EX-Rangers owner Sir David Murray has taken a hit of almost £1 million on the sale of his luxury mansion in Edinburgh.

Four years ago, the steel tycoon was seeking almost £2million for the property in the capital’s posh Murrayfield area when it first went on the market.

But after failing to find a buyer for the three bedroom villa — complete with swimming pool, wine cellar and gym — he put it back on sale at offers over £1,495,000.

Records from Registers of Scotland now reveal an offer of just £1.1 million was recorded as being accepted for the property in Easter Belmont Road last week.

Sir David sold Gers to shamed Craig Whyte for £1 in 2011 before the Ibrox club was plunged into administration.

It was announced his debt-hit former flagship firm MIH was being wound up in January 2015.

Since 2000, he has chaired the Edinburgh-based family firm Murray Capital, which has interests in manufacturing, engineering and oil and gas.

Other houses in Sir David’s street have sold for up to £2.75million.

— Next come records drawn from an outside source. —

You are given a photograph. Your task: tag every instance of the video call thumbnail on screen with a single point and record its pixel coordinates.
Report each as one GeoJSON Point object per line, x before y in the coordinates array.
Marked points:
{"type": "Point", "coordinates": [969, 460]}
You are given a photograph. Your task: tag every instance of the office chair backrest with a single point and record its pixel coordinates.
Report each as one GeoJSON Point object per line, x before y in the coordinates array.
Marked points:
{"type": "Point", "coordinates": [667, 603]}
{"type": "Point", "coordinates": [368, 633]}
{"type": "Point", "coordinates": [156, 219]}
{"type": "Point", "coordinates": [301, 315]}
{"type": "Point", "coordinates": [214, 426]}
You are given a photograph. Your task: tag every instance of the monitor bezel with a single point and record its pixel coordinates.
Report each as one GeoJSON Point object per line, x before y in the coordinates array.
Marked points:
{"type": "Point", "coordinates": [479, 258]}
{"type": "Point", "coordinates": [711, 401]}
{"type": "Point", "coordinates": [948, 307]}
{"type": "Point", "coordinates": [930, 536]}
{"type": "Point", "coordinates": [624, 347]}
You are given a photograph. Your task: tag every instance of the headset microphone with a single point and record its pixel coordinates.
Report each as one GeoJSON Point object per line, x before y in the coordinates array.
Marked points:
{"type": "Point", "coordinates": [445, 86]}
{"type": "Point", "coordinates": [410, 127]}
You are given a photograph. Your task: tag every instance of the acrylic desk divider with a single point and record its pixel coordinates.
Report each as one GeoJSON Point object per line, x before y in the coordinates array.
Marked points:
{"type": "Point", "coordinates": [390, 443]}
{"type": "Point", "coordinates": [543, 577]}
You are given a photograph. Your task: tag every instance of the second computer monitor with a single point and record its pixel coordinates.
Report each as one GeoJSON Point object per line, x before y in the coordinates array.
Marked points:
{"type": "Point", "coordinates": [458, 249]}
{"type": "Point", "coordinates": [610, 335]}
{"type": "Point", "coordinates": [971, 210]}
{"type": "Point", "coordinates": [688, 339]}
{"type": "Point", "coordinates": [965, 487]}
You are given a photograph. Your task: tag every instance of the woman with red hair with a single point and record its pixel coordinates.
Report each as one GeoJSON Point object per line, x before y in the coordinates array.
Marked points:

Selling agent Savills website said the property came off the market in October.

Experts believe Scotland’s high value market was badly affected by the independence referendum in 2014, held just after he put his house up for sale.

They believe confidence at the top end of the Scottish property market was eroded even further when the Scottish Government’s land and buildings transaction tax came into effect a year later, adding thousands to the cost of high-value homes.

The new owner will have had to pay £90,350 in LBTT for Sir David’s home.

Adjoining Murrayfield golf club, Sir David’s villa has a leisure suite, complete with swimming pool, fitness room and dressing room.

The wine cellar caters for Sir David’s love of fine wine, a collection he has put together from his own vineyard in France.

There is a lift to the first floor.

The sales material highlights the fact that the owners have been granted permission to demolish the two-storey mansion and build a country house in the Art Deco style.